米国務省は11日発表した2019年版の年次人権報告書で、「逃亡犯条例」改正案を発端とする同年後半の香港政府や香港警察などに対する激しい抗議運動を取り上げ、深刻な人権問題が発生したと指摘して、香港政府と警察を非難した。中国外務省と香港政府は直ちに「内政干渉」と猛反発。一方、香港の民主派団体は報告書を評価した。

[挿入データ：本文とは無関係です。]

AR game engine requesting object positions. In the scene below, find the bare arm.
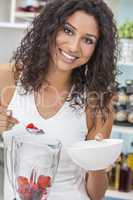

報告書は、特に抗議運動が激化した19年後半に香港で発生した政府当局による人権侵害の例として、◇警察による抗議運動参加者やその周辺にいた人への暴力行為◇恣意(しい)的な逮捕◇平和的な集会や結社の自由という権利への実質的な干渉◇市民の政治参加の制限――を列挙した。

香港の法令は政府当局による拷問、また残酷、非人道的で下劣な扱いや処罰を禁じているが、実際には香港警察がむやみな、または下劣な拘留を行っていることが報告されていると指摘。国際人権団体アムネスティ・インターナショナルの報告書などを根拠として示した。警察が否定していることを明記しつつも、一部の活動家が新界・文錦渡の新屋嶺抑留センターで拘留され、骨を折られたり、性的虐待を受けたりしているとの情報も記載した。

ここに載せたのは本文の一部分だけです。